Рассказывая о трех перечисленных династиях, Фан Сюаньлин тесно связывает историю сюнну этого периода с их длительной предыдущей историей. «Об их силе и слабости, расцвете и упадке, обычаях и пристрастиях и о нахождении их земель подробно изложено в предыдущих историях»,— пишет он. Ясно, что многочисленные упоминания о ранних этапах жизни этого народа заимствованы из древних письменных памятников, к которым, как показывают наши примечания, относятся произведения доциньского периода (Шан-шуШи-цзинЧунь-цю и т. д.) и труды Сыма Цяня, Бань Гу и Фань Е. Опираясь на существовавшие до него работы, Фан Сюаньлин не вносит ничего нового в раннюю историю сюнну. Он, как и Сыма Цянь, связывает появление сюнну с легендарным императором Хуан-ди, с которого начинает историю Китая этот выдающийся историк, и утверждает, что при династии Ся их называли сюньюй, при династии Инь — гуйфан, при династии Чжоу — сяньюнь и при династии Хань — сюнну.

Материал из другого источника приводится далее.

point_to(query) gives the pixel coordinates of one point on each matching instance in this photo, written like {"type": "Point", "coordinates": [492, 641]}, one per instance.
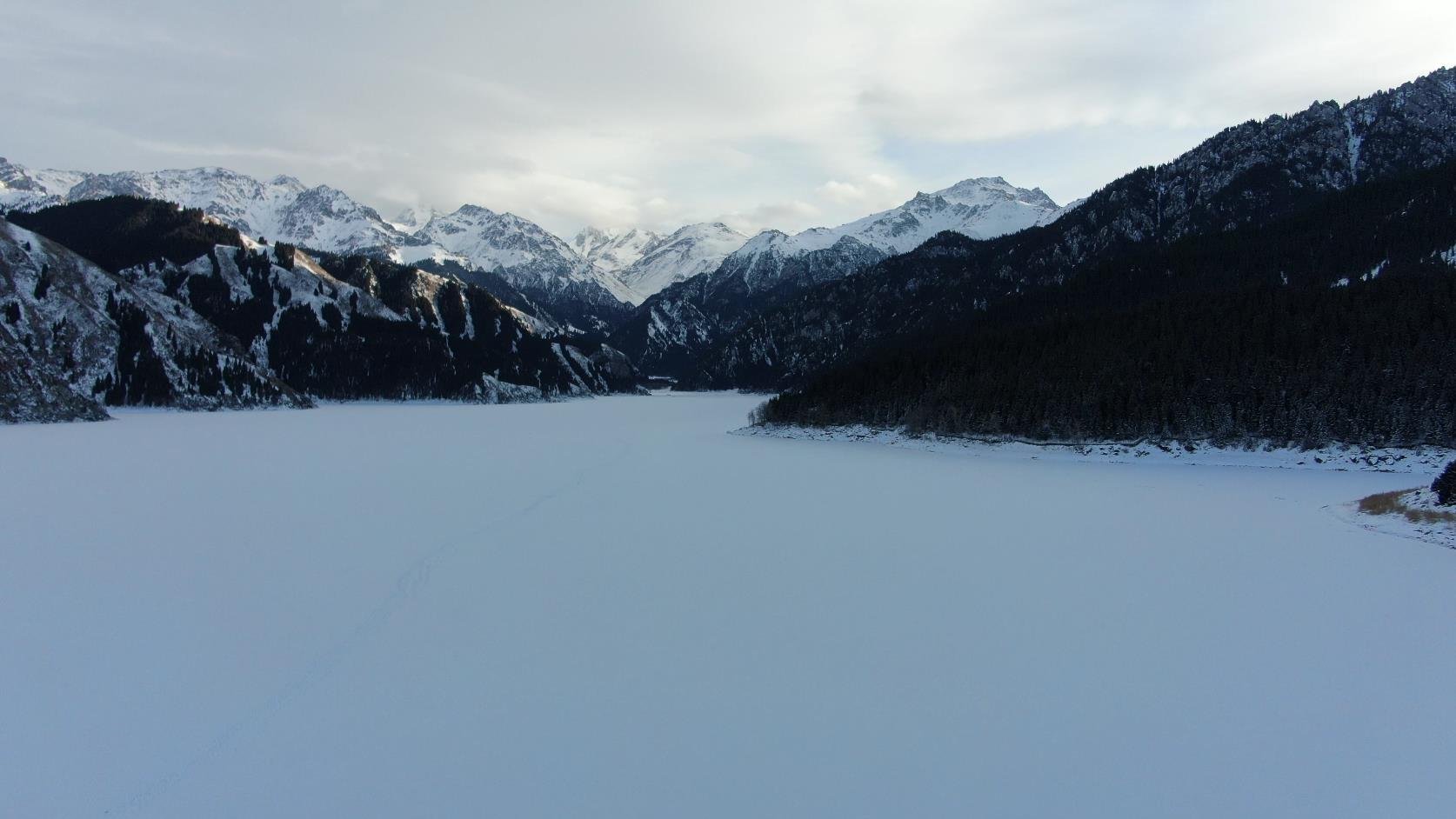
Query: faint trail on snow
{"type": "Point", "coordinates": [406, 587]}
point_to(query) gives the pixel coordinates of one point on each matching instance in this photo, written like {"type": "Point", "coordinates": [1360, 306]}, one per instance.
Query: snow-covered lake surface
{"type": "Point", "coordinates": [613, 609]}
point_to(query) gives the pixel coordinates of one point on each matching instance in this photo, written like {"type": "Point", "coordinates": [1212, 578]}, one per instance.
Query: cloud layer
{"type": "Point", "coordinates": [661, 112]}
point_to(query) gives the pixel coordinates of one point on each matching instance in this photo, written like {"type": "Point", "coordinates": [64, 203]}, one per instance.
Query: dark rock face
{"type": "Point", "coordinates": [248, 326]}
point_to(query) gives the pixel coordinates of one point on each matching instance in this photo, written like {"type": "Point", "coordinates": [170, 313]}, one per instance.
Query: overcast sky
{"type": "Point", "coordinates": [764, 114]}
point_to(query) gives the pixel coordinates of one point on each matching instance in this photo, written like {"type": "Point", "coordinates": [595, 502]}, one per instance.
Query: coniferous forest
{"type": "Point", "coordinates": [1332, 324]}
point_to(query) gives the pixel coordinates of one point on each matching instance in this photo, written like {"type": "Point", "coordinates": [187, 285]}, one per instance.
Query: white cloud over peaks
{"type": "Point", "coordinates": [660, 112]}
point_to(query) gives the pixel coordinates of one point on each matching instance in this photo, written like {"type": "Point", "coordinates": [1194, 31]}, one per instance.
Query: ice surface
{"type": "Point", "coordinates": [613, 609]}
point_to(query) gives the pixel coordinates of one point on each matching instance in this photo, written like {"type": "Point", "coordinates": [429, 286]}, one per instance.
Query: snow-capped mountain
{"type": "Point", "coordinates": [26, 190]}
{"type": "Point", "coordinates": [283, 209]}
{"type": "Point", "coordinates": [529, 257]}
{"type": "Point", "coordinates": [611, 249]}
{"type": "Point", "coordinates": [557, 280]}
{"type": "Point", "coordinates": [670, 329]}
{"type": "Point", "coordinates": [687, 252]}
{"type": "Point", "coordinates": [76, 336]}
{"type": "Point", "coordinates": [978, 209]}
{"type": "Point", "coordinates": [411, 220]}
{"type": "Point", "coordinates": [1244, 177]}
{"type": "Point", "coordinates": [175, 310]}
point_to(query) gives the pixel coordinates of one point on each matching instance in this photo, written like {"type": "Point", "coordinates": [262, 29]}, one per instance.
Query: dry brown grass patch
{"type": "Point", "coordinates": [1393, 503]}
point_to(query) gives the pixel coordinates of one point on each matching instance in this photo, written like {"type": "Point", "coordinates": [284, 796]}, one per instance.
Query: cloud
{"type": "Point", "coordinates": [667, 112]}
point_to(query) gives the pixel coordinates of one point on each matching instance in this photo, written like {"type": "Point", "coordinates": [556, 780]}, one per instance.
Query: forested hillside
{"type": "Point", "coordinates": [1332, 323]}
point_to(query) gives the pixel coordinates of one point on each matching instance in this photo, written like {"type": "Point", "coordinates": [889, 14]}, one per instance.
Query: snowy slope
{"type": "Point", "coordinates": [522, 250]}
{"type": "Point", "coordinates": [687, 252]}
{"type": "Point", "coordinates": [980, 209]}
{"type": "Point", "coordinates": [116, 339]}
{"type": "Point", "coordinates": [611, 249]}
{"type": "Point", "coordinates": [510, 611]}
{"type": "Point", "coordinates": [26, 190]}
{"type": "Point", "coordinates": [281, 209]}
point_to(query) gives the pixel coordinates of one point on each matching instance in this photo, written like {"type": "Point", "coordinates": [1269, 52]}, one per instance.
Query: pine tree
{"type": "Point", "coordinates": [1445, 486]}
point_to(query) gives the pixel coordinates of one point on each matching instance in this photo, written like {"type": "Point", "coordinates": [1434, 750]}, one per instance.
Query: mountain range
{"type": "Point", "coordinates": [673, 329]}
{"type": "Point", "coordinates": [570, 290]}
{"type": "Point", "coordinates": [125, 302]}
{"type": "Point", "coordinates": [1287, 278]}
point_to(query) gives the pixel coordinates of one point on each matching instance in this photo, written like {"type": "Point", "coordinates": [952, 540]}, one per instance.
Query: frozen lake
{"type": "Point", "coordinates": [613, 609]}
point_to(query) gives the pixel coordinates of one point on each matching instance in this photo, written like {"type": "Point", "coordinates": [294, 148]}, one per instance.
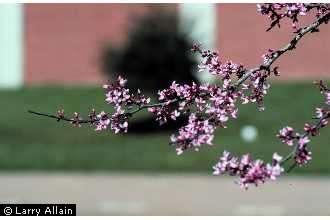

Его свидетельства, что сюнну «ходят с распущенными, свешивающимися волосами, одеваются в кожи, едят вонючую баранину, пьют кислое молоко» или что «их язык непонятен, установленные подношения отличаются от наших, у них существуют другие законы и обычаи, они относятся к совершенно другой группе людей», говорят о существовавших этнических различиях между кочевниками и китайцами и почти полностью повторяют следующее высказывание Бань Гу: «Варвары корыстны и стремятся к выгоде, ходят с неуложенными волосами и запахивают [14] полу одежды на левую сторону, имеют лицо человека и сердце дикого зверя. По сравнению со Срединным государством у них другая одежда, другие обычаи, они употребляют другую пищу и другие напитки, говорят на непонятном языке, уединенно живут в степях на северной окраине, где выпадают холодные росы, переходят [с места на место] в поисках травы для скота и занимаются охотой, чем поддерживают свое существование» [10, гл. 94-б, л. 32-а].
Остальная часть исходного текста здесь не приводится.